2. Kadli Malikul Adil (Ulama) sebagai ketua
Mahkamah Agung, adalah pemegang kekuasaan hukum (yudikatif)
3. Rakyat adalah pemegang kekuasaan pembuat
undang-undang (legeslatif), yang dalam Hadih Maja ini dilambangkan oleh Puteri
Pahang (Permaisuri Sulthan Iskandar Muda), yang mempelopori pembentukan Balai
Majlis Mahkamah Musyawarah Rakyat.
4. Pada waktu negara dalam keadaan bahaya/keadaan
perang, pemegang segala kekuasaan dalam negara adalah Panglima Besar Angkatan
Perang, yang dalam istilah Hadih Maja ini disebut Laksamana, yaitu Menteri
Peperangan atau Wazirul Harb.
Sungguhpun ada
pembahagian kekuasaan seperti yang tersebut diatas namun ada satu ketentuan
lain yang tidak boleh menyimpang dari padanya, seperti yang ditegaskan dalam
Hadih Maja tersebut pada dua baris terakhir yaitu: "Hukom ngoen adat, lage
zat ngon sifeut". Maksudnya, bahwa politik (adat) dengan hukum Islam
adalah seperti zat dengan sifat menjadi satu tidak boleh dipisahkan, sehingga
antara pemegang kekuasaan politik (Sulthan Imam Malikul Adil) dengan pemegang
kekuasaan hukum (Kadli Malikul Adil) haruslah selalu ada kerja sama, harus
menjadi seperti zat dengan sifa.
Hadih Maja
tersebut diatas dalam kedudukannya sebagai filsafat hidup dari Rakyat Aceh
berarti:
1. Segala cabang kehidupan negara dan rakyat,
haruslah berjiwa dan bersendi Islam.
2. Wajah politik dan wajah Agama Islam pada batang
tubuh masyarakat dan Negara Aceh telah menjadi satu.

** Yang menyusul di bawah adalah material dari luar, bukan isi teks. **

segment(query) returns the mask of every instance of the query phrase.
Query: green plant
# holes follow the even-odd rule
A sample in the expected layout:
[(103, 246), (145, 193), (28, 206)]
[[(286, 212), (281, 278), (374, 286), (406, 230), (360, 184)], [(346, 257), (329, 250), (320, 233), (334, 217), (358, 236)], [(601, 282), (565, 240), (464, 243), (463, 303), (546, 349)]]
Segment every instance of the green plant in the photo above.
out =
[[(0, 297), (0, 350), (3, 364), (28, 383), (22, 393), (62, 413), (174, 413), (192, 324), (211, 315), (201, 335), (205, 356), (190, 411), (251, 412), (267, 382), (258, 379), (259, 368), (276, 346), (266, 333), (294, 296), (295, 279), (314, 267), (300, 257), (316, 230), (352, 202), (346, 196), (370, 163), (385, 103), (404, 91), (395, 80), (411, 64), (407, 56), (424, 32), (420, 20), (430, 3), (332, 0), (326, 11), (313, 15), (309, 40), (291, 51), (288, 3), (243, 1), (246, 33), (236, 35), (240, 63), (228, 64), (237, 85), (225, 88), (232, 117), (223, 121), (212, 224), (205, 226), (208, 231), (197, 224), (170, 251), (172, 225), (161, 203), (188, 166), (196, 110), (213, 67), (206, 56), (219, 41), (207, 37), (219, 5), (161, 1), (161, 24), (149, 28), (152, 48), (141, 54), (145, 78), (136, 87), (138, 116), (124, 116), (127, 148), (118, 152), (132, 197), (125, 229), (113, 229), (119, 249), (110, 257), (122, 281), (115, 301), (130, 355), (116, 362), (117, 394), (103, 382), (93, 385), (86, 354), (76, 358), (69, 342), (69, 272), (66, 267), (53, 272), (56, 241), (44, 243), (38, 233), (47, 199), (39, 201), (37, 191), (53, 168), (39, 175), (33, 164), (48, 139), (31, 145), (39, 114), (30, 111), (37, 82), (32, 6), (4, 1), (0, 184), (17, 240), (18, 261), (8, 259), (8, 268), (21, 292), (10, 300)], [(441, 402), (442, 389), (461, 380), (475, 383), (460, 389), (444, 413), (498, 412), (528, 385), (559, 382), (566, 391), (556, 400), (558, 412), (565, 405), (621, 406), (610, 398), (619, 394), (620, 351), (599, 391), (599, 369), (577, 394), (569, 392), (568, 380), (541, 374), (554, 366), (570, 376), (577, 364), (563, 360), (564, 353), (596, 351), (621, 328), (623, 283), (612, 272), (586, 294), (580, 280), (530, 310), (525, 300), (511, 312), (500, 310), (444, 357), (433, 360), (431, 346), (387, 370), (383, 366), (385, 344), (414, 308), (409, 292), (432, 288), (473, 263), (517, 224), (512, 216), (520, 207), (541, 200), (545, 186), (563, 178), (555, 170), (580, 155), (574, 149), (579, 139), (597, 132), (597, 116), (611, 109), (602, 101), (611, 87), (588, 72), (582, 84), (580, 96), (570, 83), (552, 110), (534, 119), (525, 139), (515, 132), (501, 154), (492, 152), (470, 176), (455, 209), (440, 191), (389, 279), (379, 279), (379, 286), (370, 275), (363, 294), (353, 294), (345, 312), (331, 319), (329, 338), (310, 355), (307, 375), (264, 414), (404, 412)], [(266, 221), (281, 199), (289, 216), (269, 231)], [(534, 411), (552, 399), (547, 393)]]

3. Sifat gotong-royong yang menjadi ciri khas
Islam, telah menjadi landasan berpijak bagi Rakyat dan Kerajaan Aceh
Darussalam, yang dalam bahasa Aceh disebut "Meuseuraya".
Yang dimaksud
dengan "Hukum" dalam Hadih Maja tersebut yaitu Hukum Islam, karena
Undang-undang Dasar Aceh yang bernama Kanun Meukuta Alam menegaskan, bahwa
hukum yang berlaku dalam Kerajaan Aceh Darussalam, adalah Hukum Islam, dengan
sumber Hukumnya: Al-Quran, Al-Hadis, Al-Ijma' dan Al-Qiyas.
Berdasarkan Hadih
Maja tersebut. diatas yang telah menjadi filsafat hidup bagi Rakyat dan
Kerajaan Aceh Darussalam dan telah menjadi ketentuan pasti sebagai Jalan Hidup
(Way of Life) dari Rakyat Aceh, maka dengan sendirinya Hadih Maja itupun
menjadi sumbernya semangat Aceh, menjadi sumbernya Kebudayaan Aceh, termasuk
seni budaya, juga seni sastra, bahkan menjadi sumbernya cita dan cinta,
sehingga karenanya Aceh bergelar Serambi Mekkah.
Referensi : Dada Meuraxa, 1976, Ungkapan Sejarah Aceh, Kumpulan dari beberapa tulisan A. Hasymy.